I'm a big fan of the trend of on-premise deployable software standardizing on Kubernetes/Helm as a deployment method. From my perspective as an external freelancers it provides a nice hand-off point to the internal IT/devops team.

Looking forward to trying this out on future projects!

----

I'm wondering how this relates to the glasskube package manager? Obviously you just launched, and maybe you are still in the discover phase, but is the general idea that this is the enterprisey incarnation of the glasskube ideas, and that it will over time gain similar features as the existing glasskube?

  • pmig 22 days ago

    Good question, the Glasskube package manager is an alternative to Helm. As Distr is the management / distribution layer the layer connecting the deployment target to the ISV. On the deployment target the software gets installed via docker-compose, Helm or - in future - with the Glasskube Package Manager. The features don't really overlap they complement each other.

mrbluecoat 22 days ago

How does this compare to https://github.com/balena-io/open-balena ?

  • louis_w_gk 22 days ago

    I wasn’t aware of OpenBalena before, but at first glance, it looks like a similar in concept.
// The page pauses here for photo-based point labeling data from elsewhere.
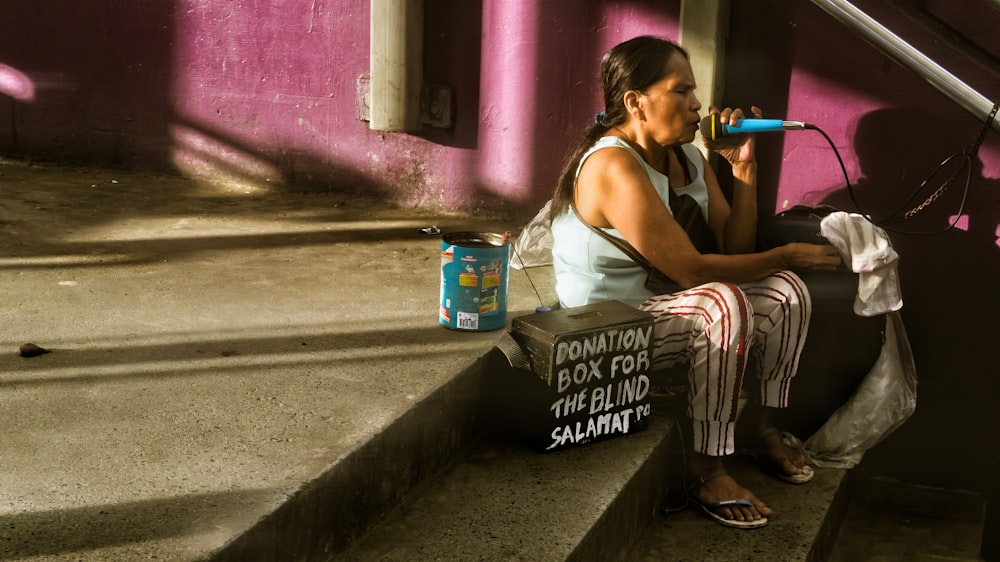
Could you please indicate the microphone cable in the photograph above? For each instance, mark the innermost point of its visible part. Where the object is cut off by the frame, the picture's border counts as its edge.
(899, 215)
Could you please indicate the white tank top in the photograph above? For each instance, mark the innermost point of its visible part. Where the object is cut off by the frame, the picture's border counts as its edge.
(590, 269)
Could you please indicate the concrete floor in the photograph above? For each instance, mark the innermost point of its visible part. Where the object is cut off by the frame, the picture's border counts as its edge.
(214, 348)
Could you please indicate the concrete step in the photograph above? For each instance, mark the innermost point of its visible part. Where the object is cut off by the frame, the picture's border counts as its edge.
(893, 520)
(504, 500)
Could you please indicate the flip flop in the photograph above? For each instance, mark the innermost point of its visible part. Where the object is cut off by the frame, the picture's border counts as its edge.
(709, 509)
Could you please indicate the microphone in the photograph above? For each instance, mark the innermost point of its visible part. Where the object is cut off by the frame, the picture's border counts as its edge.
(713, 129)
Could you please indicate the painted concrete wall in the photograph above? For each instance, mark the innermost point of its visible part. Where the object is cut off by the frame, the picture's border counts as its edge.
(266, 92)
(892, 130)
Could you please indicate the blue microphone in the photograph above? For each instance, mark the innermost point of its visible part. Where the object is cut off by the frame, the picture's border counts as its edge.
(713, 129)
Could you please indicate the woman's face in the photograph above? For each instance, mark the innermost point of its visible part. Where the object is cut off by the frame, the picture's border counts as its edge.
(670, 107)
However, it seems focused solely on IoT and only supports Docker, whereas Distr is also designed for Kubernetes distribution. Happy to take a deeper look and provide a more detailed comparison if you're interested!

lclc 21 days ago

What is the advantage over a private docker registry combined with a public git-repo containing the docker-compose?

  • pmig 21 days ago

    The main advantage is our agent component that gives you insights into the deployment status, even if you are not connected to the host.
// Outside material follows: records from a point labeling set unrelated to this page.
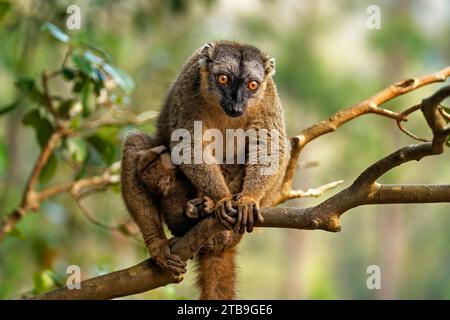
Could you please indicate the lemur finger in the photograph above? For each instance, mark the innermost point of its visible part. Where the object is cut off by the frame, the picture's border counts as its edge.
(229, 207)
(237, 225)
(244, 210)
(250, 218)
(259, 216)
(176, 261)
(228, 217)
(222, 216)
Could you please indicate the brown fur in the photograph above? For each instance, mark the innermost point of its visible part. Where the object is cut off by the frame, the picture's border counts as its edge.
(192, 98)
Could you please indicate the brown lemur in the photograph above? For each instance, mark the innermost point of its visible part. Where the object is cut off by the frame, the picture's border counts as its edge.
(225, 85)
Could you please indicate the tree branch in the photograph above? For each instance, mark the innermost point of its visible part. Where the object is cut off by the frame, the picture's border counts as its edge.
(325, 216)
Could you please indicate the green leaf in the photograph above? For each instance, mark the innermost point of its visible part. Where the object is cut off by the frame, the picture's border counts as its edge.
(43, 281)
(85, 99)
(27, 86)
(84, 64)
(8, 108)
(49, 169)
(3, 158)
(64, 108)
(77, 149)
(42, 126)
(105, 148)
(56, 32)
(124, 81)
(82, 171)
(17, 233)
(5, 7)
(96, 50)
(68, 73)
(123, 229)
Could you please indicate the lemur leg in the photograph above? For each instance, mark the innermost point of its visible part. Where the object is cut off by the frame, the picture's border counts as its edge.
(142, 207)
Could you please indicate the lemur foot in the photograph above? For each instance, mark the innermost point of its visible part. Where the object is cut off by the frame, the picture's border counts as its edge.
(199, 207)
(160, 252)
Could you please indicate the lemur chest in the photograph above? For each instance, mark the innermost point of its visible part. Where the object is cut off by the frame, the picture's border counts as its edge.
(226, 137)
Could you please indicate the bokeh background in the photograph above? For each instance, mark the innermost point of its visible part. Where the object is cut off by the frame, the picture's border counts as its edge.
(327, 59)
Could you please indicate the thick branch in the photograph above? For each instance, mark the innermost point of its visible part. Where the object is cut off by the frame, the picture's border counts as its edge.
(147, 275)
(325, 216)
(371, 105)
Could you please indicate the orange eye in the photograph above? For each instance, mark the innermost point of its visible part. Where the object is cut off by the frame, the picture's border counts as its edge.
(252, 85)
(223, 79)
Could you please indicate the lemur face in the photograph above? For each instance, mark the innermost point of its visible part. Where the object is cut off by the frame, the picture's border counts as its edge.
(236, 75)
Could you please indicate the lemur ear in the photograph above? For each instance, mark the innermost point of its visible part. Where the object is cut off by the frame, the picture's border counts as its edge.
(206, 53)
(269, 66)
(158, 149)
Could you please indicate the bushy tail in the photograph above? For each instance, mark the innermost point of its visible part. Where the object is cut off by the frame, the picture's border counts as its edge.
(216, 275)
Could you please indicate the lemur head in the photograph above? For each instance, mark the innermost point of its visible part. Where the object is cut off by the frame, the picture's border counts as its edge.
(234, 75)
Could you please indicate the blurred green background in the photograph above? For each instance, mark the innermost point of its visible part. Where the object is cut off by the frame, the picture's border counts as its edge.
(327, 59)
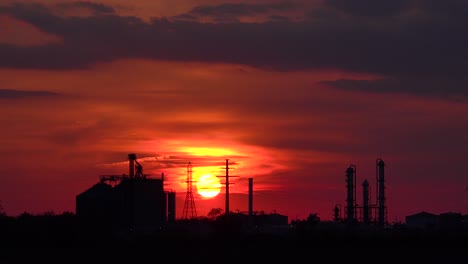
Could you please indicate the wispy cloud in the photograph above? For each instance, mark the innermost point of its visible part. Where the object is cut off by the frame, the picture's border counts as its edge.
(10, 93)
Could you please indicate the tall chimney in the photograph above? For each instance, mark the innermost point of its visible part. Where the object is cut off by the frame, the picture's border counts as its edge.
(131, 159)
(250, 199)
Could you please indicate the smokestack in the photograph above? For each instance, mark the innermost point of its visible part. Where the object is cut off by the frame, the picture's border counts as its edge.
(171, 206)
(250, 198)
(365, 202)
(131, 159)
(351, 193)
(381, 192)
    You can also perform updates without being connected to the host.

  • rudasn 21 days ago

    Yeah, and put ansible-pull in the mix and call it a day :)

    I think the main advantage these kind of tools bring is the user-friendlyness for both the developer and customer, in terms of UIs, security, and auditing.
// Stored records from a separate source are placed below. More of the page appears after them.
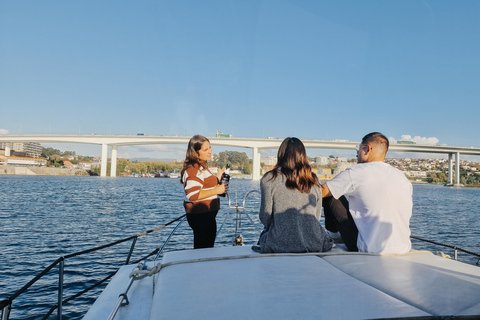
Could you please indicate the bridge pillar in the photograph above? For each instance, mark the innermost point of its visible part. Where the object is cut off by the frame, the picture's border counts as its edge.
(256, 164)
(450, 168)
(113, 168)
(457, 168)
(103, 168)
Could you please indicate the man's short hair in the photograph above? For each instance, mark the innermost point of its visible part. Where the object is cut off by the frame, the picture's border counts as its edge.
(376, 138)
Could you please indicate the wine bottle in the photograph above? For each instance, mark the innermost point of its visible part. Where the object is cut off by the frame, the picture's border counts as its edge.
(225, 178)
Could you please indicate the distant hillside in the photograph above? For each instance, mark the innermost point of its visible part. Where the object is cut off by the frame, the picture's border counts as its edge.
(166, 160)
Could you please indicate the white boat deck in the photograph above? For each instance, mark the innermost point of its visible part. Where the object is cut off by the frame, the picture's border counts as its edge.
(237, 283)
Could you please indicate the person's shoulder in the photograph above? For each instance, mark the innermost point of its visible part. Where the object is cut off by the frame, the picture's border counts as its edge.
(193, 168)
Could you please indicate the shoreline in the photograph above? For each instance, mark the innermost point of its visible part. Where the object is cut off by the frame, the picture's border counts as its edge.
(40, 171)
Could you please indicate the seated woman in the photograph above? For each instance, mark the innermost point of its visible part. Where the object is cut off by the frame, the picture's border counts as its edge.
(291, 204)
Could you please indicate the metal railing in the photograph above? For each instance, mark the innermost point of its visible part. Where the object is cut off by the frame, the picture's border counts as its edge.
(6, 304)
(455, 248)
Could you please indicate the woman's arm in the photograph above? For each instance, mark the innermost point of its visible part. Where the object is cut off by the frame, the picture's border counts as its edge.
(195, 186)
(219, 189)
(266, 204)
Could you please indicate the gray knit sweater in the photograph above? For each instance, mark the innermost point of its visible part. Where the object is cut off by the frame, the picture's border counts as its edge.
(291, 218)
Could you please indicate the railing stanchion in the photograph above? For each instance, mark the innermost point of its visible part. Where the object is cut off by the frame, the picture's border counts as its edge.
(131, 250)
(6, 311)
(61, 268)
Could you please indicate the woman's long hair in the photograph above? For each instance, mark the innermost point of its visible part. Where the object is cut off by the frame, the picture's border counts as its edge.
(194, 145)
(292, 162)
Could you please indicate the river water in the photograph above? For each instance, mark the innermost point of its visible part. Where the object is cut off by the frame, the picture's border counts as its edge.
(43, 218)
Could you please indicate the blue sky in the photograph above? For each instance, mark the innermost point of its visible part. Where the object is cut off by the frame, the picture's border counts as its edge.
(278, 68)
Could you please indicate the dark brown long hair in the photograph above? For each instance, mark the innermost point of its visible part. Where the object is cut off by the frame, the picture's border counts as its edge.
(194, 145)
(292, 162)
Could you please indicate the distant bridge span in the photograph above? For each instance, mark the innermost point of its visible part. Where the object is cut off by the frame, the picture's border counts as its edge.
(253, 143)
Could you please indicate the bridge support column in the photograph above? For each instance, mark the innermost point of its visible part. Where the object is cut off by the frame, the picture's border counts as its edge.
(103, 168)
(113, 168)
(256, 164)
(457, 169)
(450, 169)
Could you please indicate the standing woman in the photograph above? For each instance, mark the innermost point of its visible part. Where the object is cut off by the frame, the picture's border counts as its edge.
(291, 204)
(201, 192)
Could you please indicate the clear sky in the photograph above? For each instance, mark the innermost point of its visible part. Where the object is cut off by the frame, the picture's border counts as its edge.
(251, 68)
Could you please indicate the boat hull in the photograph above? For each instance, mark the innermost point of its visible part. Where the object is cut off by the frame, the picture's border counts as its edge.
(237, 283)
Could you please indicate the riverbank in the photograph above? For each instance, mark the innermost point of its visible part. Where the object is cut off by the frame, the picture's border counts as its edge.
(41, 171)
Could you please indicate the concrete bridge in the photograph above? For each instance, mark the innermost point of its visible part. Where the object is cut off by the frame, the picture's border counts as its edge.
(253, 143)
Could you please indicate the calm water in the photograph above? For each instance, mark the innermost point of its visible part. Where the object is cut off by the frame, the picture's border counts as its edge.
(44, 218)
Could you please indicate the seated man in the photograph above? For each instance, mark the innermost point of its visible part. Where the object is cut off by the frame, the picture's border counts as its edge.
(377, 215)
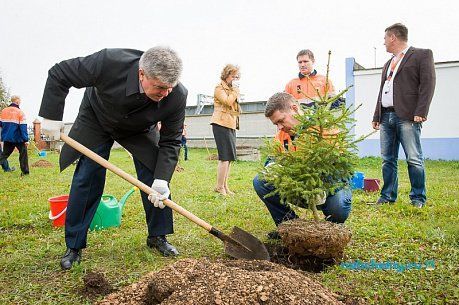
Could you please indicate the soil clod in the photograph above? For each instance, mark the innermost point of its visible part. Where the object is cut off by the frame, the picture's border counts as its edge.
(96, 285)
(204, 282)
(322, 239)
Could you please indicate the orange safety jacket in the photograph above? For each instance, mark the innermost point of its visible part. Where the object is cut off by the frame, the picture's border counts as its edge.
(297, 86)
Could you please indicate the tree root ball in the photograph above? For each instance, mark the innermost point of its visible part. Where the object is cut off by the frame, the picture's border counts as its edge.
(237, 282)
(322, 239)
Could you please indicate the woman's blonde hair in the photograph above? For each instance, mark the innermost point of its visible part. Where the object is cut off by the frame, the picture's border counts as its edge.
(228, 70)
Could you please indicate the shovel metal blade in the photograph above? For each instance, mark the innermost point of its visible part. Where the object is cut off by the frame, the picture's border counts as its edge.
(243, 245)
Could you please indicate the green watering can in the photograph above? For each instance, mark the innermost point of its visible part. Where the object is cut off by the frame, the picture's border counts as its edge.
(109, 211)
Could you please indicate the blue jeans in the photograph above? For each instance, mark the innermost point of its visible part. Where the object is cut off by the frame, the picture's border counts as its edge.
(393, 132)
(85, 193)
(336, 208)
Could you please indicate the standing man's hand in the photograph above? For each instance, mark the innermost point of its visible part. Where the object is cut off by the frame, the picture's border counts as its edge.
(163, 192)
(419, 119)
(52, 129)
    App deployments, new releases, and all they entail are never in reality a commit/button push away. There's a bunch of stuff that needs to happen before, during, and after, with each app and deployment target having its own unique set of peculiarities.

    That's the main problem these tools need to solve, but that's where the money is, I guess.

INTPenis 21 days ago

I'm IT infrastructure engineer at a software company in Sweden, and I have no idea what this product does.

Today we simply ship container images for each release, and they're deployed using IaC in a k8s cluster. What are we doing wrong that you're trying to fix?

  • pmig 20 days ago

    As PhilippGille pointed out, if you have a permanent connection to your cluster there is no need use Distr. Distr empowers you to ship and monitor your application if you only get a one time access to the deployment target. You can install the agent once and afterwards the agent creates a reverse tunnel (https polling for new actions to perform) that let's you perform upgrades and monitor the deployment even if you are not directly connected to the deployment.

    • INTPenis 20 days ago

      Thanks, great explanation.

      So this could be solved with headscale.

  • PhilippGille 21 days ago

    I think one feature is like a reverse tunnel, so that a freelancer/consultant can check/maintain their software that's running in a customer's data center.

zbhoy 22 days ago

Is this a competitor or alternative to something like replicated.com

  • louis_w_gk 22 days ago

    Yes, Distr is an Open Source alternative to replicated

popalchemist 22 days ago

Wow. Very impressed, going to look into this.

  • louis_w_gk 22 days ago

    Thanks, let us know what you think!